Friday, 14 November 2014

On time and Tavernier - A Sunday in the Country (1984)

One of the things I like best about A Sunday in the Country (Un Dimance à la campagne, Bertrand Tavernier 1984) is the way it deals with time. It is the kind of film where the past and the present seems to exist almost simultaneously, and occasionally even the future appears, as if it was now. Time here is not just relative but transcendent, and the past might be as real and materialised as the present.

The film is set in 1910 and focused on an old man, a painter who lives with a housekeeper in a big house outside Paris. His wife is dead and he feels lonely, but on the Sunday the film is set he is visited by his son (with family) and his daughter. They play, eat and quarrel, and go for a ride in the daughter's fancy car. But every now and then there will be a scene that is set in the past, when the wife was alive, or when the children were small; sometimes past and present are combined in the same shot. In addition to this the old man's son has premonitions of his father's death and the dialogue too moves effortlessly between past, present and future.

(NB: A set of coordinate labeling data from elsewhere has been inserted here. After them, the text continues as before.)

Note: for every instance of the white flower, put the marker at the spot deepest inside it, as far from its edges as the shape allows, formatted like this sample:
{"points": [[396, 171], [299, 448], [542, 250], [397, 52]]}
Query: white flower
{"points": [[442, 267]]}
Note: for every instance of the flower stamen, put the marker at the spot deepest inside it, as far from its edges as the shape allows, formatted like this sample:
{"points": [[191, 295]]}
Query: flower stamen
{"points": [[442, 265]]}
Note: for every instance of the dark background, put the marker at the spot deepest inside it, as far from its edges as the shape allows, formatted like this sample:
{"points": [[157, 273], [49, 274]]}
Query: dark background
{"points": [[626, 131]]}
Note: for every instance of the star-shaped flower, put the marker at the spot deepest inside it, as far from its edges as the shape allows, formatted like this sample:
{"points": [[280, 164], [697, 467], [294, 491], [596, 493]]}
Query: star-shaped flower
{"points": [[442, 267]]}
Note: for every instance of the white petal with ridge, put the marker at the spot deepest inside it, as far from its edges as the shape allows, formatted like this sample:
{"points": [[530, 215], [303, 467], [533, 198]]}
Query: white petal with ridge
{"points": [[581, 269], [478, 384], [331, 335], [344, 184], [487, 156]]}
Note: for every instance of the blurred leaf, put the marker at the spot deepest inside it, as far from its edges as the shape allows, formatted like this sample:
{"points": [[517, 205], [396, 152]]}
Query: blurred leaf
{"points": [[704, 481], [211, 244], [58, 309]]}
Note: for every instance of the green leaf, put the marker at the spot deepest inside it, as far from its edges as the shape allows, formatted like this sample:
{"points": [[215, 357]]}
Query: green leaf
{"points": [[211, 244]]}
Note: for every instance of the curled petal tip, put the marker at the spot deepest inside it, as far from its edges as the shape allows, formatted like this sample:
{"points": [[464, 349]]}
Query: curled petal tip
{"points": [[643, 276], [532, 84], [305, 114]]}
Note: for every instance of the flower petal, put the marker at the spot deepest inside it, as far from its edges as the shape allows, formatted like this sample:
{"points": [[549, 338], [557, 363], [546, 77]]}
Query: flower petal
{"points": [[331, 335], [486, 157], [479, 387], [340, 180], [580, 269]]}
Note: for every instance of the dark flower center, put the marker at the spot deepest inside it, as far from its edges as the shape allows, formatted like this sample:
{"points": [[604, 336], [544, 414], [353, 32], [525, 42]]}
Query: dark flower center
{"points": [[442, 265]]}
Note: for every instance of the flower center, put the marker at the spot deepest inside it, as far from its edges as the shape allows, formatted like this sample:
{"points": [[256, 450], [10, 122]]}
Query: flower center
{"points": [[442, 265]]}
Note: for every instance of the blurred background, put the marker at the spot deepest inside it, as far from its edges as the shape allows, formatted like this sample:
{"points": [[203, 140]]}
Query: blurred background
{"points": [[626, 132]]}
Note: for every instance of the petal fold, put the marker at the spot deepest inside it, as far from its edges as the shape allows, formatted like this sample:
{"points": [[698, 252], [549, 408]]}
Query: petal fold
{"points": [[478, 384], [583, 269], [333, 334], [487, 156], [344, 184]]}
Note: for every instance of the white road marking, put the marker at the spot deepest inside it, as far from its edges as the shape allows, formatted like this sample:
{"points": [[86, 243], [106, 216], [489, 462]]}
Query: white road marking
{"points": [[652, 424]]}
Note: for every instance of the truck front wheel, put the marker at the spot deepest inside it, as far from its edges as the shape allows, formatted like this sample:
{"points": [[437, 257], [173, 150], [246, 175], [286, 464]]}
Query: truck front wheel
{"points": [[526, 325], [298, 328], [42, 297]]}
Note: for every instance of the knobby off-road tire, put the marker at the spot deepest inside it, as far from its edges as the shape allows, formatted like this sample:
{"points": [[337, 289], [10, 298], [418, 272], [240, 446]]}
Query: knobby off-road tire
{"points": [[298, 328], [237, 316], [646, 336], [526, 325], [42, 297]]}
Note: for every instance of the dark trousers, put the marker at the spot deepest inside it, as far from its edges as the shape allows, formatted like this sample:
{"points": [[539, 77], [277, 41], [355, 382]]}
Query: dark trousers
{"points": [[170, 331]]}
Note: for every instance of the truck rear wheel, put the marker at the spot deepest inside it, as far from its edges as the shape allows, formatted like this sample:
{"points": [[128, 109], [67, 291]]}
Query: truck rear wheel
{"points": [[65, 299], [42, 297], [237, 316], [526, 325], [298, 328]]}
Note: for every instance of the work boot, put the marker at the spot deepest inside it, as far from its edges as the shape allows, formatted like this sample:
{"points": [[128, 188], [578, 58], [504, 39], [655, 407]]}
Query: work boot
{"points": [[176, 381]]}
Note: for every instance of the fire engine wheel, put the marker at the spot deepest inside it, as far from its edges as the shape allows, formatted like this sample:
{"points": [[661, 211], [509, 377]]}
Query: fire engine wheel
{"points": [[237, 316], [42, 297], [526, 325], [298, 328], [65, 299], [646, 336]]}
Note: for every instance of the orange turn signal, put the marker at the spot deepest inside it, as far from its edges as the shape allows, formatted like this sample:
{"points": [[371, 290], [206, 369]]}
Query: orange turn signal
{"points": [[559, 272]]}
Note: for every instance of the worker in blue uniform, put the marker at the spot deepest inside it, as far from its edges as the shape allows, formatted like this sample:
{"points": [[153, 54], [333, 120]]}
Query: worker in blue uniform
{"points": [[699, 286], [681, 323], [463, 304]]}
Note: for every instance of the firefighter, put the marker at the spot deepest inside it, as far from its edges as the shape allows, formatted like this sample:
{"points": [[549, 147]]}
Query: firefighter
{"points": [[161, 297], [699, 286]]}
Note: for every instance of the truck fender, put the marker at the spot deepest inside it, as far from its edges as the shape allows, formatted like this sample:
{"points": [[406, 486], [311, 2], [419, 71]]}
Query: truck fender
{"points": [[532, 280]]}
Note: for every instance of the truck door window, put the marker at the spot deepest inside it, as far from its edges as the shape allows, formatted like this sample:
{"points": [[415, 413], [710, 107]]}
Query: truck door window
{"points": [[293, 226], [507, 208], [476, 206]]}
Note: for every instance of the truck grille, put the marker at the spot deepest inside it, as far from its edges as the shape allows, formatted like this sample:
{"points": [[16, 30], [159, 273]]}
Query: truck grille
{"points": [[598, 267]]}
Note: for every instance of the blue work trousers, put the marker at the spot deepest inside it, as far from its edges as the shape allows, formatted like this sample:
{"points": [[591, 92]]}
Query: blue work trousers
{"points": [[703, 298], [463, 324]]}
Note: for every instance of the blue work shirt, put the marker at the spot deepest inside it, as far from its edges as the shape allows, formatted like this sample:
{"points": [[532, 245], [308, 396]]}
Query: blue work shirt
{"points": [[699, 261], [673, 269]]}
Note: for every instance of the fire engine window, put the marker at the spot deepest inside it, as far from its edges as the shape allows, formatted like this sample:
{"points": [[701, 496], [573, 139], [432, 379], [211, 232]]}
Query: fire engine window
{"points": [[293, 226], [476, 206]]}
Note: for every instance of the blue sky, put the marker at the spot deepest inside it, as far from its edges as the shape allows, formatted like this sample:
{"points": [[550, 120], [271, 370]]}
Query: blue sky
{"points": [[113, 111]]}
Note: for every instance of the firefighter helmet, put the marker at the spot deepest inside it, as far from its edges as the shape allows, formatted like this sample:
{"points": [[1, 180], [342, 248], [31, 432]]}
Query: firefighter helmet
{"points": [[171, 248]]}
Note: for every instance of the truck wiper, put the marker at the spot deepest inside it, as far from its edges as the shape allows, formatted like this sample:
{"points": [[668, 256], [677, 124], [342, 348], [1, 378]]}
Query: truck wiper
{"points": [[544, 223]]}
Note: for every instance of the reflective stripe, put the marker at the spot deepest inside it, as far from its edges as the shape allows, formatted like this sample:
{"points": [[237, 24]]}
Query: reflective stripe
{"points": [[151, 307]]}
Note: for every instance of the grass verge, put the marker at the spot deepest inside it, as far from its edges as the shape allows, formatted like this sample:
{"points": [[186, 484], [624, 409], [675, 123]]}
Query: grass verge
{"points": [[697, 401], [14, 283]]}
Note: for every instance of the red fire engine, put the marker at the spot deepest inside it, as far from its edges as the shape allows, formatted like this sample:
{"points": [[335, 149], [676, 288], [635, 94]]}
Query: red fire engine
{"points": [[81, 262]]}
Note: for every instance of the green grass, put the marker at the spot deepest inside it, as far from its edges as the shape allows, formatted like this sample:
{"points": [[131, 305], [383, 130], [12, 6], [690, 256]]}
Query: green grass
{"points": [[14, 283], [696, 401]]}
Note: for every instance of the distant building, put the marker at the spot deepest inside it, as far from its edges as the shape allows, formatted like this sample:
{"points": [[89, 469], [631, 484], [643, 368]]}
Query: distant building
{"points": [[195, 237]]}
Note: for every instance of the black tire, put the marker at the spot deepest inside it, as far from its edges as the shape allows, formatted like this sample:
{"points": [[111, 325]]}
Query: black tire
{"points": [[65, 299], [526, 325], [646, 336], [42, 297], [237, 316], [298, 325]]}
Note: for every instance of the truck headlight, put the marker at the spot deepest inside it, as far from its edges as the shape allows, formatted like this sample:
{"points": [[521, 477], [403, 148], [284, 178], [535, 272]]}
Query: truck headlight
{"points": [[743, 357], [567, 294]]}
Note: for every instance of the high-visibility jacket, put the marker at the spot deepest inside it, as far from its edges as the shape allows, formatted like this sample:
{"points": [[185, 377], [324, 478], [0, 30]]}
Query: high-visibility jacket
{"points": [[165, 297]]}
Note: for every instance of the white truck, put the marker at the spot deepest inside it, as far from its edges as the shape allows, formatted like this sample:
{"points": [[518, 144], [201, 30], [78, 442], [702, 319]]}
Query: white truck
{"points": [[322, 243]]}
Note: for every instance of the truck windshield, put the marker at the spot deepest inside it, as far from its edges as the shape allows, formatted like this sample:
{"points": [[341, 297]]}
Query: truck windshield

This is close to my own perception of time, with the past a constant presence in the present and things that has happened before, earlier, are not old or passé or even forgotten, it all exists and is the material of which the present is built, of which it/we exist. We are the sum of our memories and our genetic inheritance; the past flows in our veins. (This is similar to how I think about films. Not as new or old but just films, seen or not-yet-seen, each film building on those that came before it.)

Father and daughter

Bertrand Tavernier, who wrote and directed A Sunday in the Country, has made several films about time and memory, and how the past lives on, and this might be the one film of his I like best. It is as close to perfection as any film has come. The cinematography is sumptuous and fluent, Tavernier and the cinematographer Bruno de Keyzer use their colours to evoke the style in which the old painter might have painted, whilst keeping the camera moving and agile. The film is not trying to tell a story but to capture some truths about these people; their fears, grievances and joys. It is in turns funny and painful, and flawlessly acted by the cast, old, middle-aged and young, even the dog is perfect. The film is sensitive to everybody's needs and regrets, and Tavernier uses the very French type of voice-over, more of a literary device used frequently by Truffaut, of an unknown yet all-knowing voice occasionally explaining the characters' feelings. The son is hurt because his sister was always their father's favourite. The father is disappointed by how seldom his daughter comes to see him. But all of them have things hidden from the others, and they do their best to get along. It is a film of great beauty.

Some 15 - 20 years ago, Tavernier was one of my favourite filmmakers and I tried to watch everything he made. Then I lost track of him and I have seen very little of his work after the magnificent It All Starts Today (Ça commence aujourd'hui, 1999). But revisiting A Sunday in the Country made me remember all the films by him I have seen, not least the exceptional The Clockmaker (L'Horloger de Saint-Paul 1974) and  Daddy Nostalgie (1990), with Jane Birkin and Dirk Bogarde, and eager to explore the later ones.

Other films in which the structure of time becomes a quality in itself are Two For the Road (Stanley Donen 1966), the films of Hong Sang-soo, Alain Resnais, Wong Kar-Wai and often Theo Angelopoulos. Joseph L. Mankiewicz is another time artist.